Ever thought you are so addicted to Java that although the world is talking about moving to functional languages, you just cannot see yourself leaving the JVM?
Are there any compelling reasons to move to Groovy or even away from Java to any of the scripting languages on the JVM?
Well, I wouldn't consider myself to be an expert in Java, or any programming language, but from the little experience that I have, I should say, there are some reasons I can think of.
Some time back, we had this requirement. We were doing some project on Eclipse and we had to make changes to a basic Eclipse object because an assumption made by the Eclipse architecture was not true for us. Were we trying to break the architecture of Eclipse? May be. Why were we trying to do it? Well, technological coolness!
Anyway, the point is, this is not possible without actually downloading the source and then making the modification and asking users to replace the original JAR containing that object with ours. Or we need to ask the Eclipse community to accept our change and it might not be a compelling reason for the community. Is there a simpler solution?
How would it be if it was possible to modify this object during runtime and not require anyone to replace the JARs?
Well, although I have not tried it, I am sure it is quite easy to do this with a functional language. I have done some similar changes to Dojo using the 'prototype' property.
There are simpler reasons than that. Java sometimes can get really painful. Remember how painful it is to simply replace backslashes in Java? Remember how painful it is to obtain a substring from the 2nd character at the beginning to the last but one character at the end? Remember how painful it is to write a string of HTML to the response from a servlet? Can setters/getters be simpler? Can XML document creation be simpler?

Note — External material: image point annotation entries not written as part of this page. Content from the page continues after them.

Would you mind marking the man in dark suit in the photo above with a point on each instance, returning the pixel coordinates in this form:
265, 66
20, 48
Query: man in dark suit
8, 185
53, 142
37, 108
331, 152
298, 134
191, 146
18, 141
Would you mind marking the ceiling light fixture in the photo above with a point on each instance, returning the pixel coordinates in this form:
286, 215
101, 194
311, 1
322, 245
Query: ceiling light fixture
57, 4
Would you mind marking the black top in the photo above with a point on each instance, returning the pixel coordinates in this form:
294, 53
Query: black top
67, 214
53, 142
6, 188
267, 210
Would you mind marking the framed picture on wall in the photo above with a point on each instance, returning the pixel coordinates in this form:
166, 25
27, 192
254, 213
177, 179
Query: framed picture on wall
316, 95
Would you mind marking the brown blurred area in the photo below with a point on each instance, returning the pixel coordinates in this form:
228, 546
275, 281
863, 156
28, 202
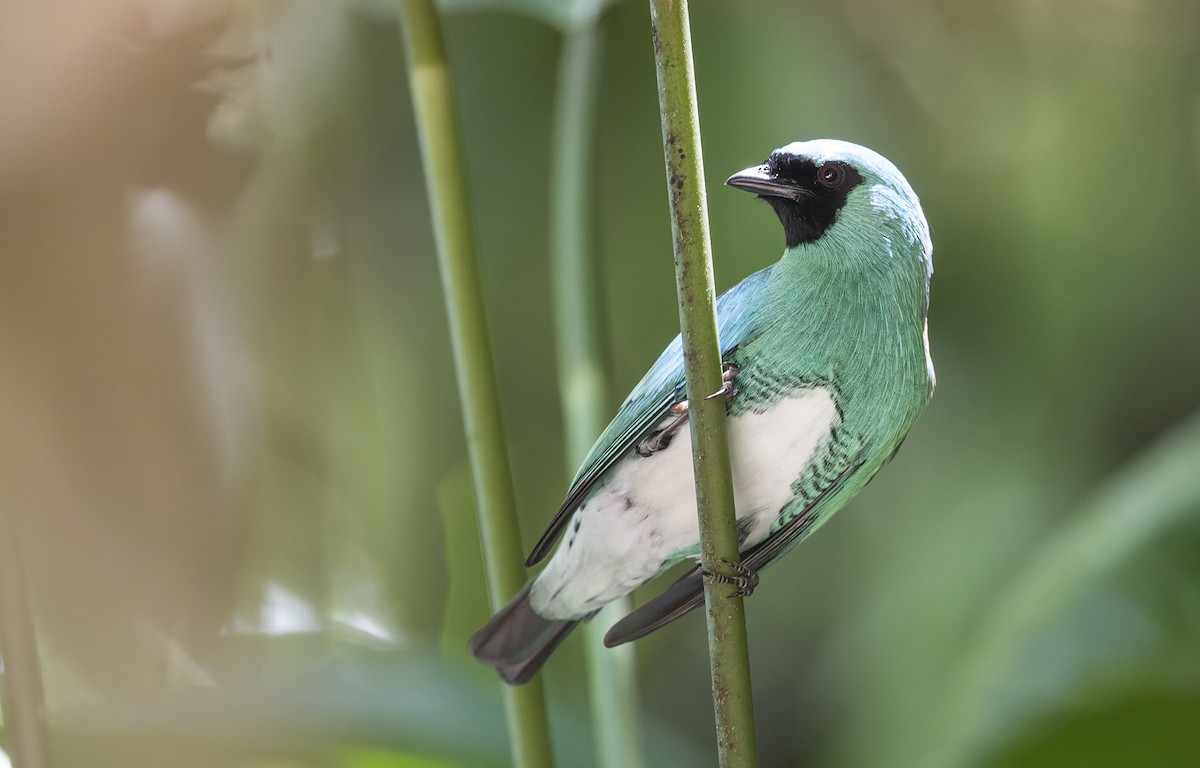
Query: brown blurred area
123, 449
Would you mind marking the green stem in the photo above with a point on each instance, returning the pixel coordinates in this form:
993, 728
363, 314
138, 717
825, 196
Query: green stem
447, 187
581, 365
729, 655
23, 703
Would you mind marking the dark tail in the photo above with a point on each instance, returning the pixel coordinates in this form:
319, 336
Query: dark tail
516, 641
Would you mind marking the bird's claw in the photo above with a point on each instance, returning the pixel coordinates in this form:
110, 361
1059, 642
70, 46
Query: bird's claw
729, 391
745, 580
661, 438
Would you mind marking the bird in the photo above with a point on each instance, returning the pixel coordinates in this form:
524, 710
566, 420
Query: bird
826, 367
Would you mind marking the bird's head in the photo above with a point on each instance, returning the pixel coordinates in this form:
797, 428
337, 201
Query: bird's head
826, 190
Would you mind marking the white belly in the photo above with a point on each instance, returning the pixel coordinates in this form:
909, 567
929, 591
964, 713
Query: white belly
646, 515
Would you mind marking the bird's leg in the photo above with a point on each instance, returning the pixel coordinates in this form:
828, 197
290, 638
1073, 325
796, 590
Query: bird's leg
745, 581
729, 390
661, 438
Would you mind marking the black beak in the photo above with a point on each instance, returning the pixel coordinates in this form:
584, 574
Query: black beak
763, 183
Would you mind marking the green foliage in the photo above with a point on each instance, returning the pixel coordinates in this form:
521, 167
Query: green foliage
251, 395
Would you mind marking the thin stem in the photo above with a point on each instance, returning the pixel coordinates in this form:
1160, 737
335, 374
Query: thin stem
447, 189
24, 708
581, 365
729, 655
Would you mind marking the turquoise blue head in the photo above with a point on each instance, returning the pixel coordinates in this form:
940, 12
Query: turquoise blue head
845, 199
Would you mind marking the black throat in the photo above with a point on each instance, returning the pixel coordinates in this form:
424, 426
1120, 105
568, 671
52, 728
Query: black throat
814, 208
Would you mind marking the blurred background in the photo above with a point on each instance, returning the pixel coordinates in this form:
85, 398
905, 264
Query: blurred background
233, 477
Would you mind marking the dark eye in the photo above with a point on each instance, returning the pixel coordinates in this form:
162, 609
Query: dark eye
831, 175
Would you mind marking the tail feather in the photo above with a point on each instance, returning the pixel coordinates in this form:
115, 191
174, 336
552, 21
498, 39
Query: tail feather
517, 641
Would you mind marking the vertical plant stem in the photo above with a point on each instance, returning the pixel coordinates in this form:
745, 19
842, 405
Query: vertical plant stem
729, 657
24, 708
447, 187
581, 365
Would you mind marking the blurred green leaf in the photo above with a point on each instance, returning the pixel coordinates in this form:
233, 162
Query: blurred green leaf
466, 607
1102, 630
559, 13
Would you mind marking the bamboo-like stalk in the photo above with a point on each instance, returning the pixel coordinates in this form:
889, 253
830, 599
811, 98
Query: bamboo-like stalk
447, 187
21, 689
581, 365
737, 745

With the world talking about byte-code modification, metaprogramming and scripting languages on the JVM, Java is becoming more of a platform language than a core programming language. It is more like what C/C++ was about 10 years back and what assembly was before that.
So back to my question on why Groovy.
The Groovy guys have answered it elegantly. Here are the reasons that I found to be the most compelling:
1. It has functional aspects.
2. The syntax is neat and consistent.
3. It is Java based. It is easy to move back to Java if I ever need to. Groovy is completely interoperable with Java and reuses a lot of the Java semantics. If you really need to get this, you should see this tutorial.
So go ahead and give it a try! Who knows, you may soon start to wonder why you were doing Java programming all these days!